Pracujemy prawie bez przerwy od czasu przybycia i chociaz wiele prac udalo sie zakonczyc, to juz teraz wiadomo, ze kilku nawet nie uda sie zaczac!
Jestesmy oboje bardzo zmeczeni, patrzenie na kalendarz coraz bardziej nas stresuje, ale nie dajemy sie.
nie wzsystko udaje sie od razu - na ponizszym zdjeciu widac moje beznadziejne proby namalowania flagi francuskiej - widoczne sa trzy podejscia, dopiero czwarte okazalo sie poprawne. na innych zdjeciach widac jak wyglada moja kabina, moja lazienka i o prosze, nareszcie cos pozytywnego - lazienka Guy.

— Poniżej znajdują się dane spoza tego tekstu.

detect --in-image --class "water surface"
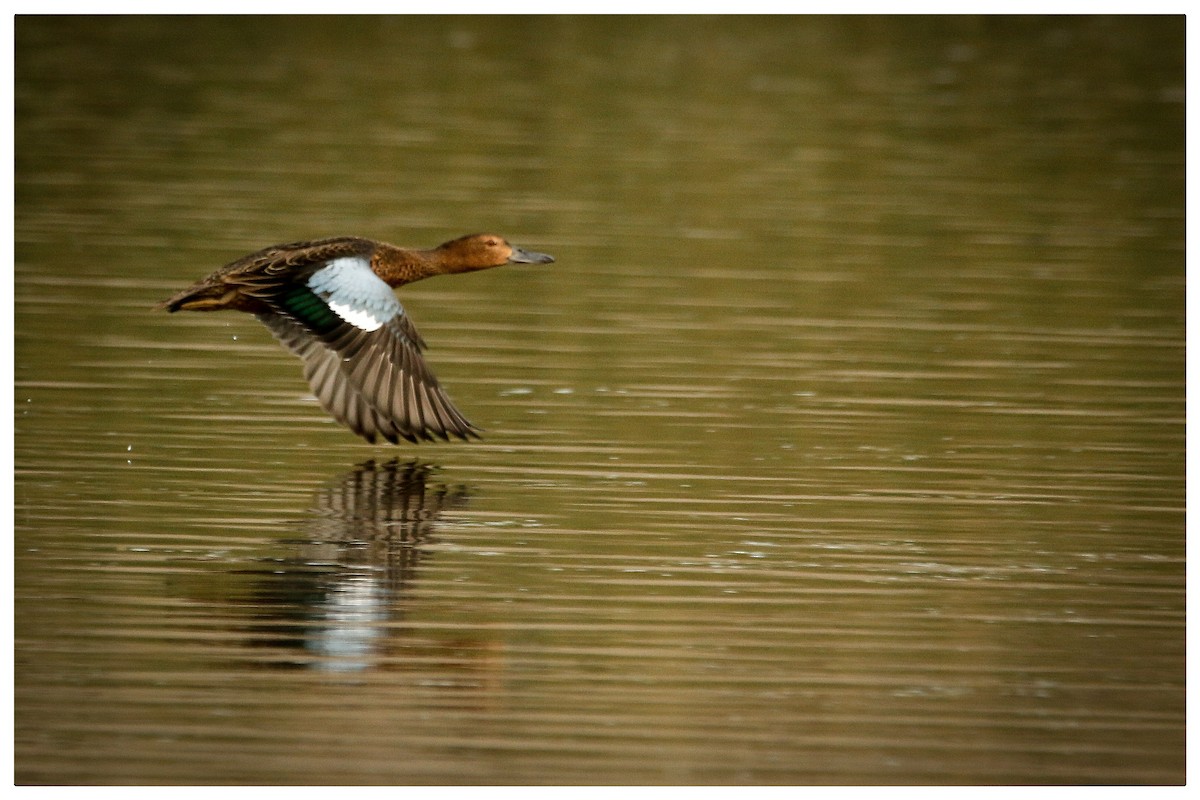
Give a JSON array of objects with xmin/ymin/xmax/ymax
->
[{"xmin": 14, "ymin": 16, "xmax": 1185, "ymax": 785}]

Aktualny projekt to instalacja drugiego / pierwszy juz zainsalowany dwa tygodnie temu/ zbiornika paliwowego. Dzisiaj rano jeszcze ciekl, ale GUy uporal sie z tym problemem, pozostaje podlaczyc kable pompy elektrycznej, upewnic sie, ze pierwszy zbiornik nie cieknie i mozna lac paliwo.
Jeden z ladniejszych projektow, szczesliwie ukonczony, to nowa platforma rufowa z odnowiona drabinka, miala ona tez kilka podejsc, ale jak widac wygralismy bitwe z materia nieozywiona ,ktora tym razem pomieszala lakier z nieodpowiednim rozpuszczalnikiem i nie pozwolola mu wyschnac / trzy podejcia malowania i zdzierania/
Najtrudniejszy projekt tez ukonczony to wymiana zbiornika na wode , zeby wyciagnac stary trzeba bylo wynajac mlot pneumatyczny do rozbicia epoxybetonu dookola stalowego zbiornika, to byla bardzo ciezka robota!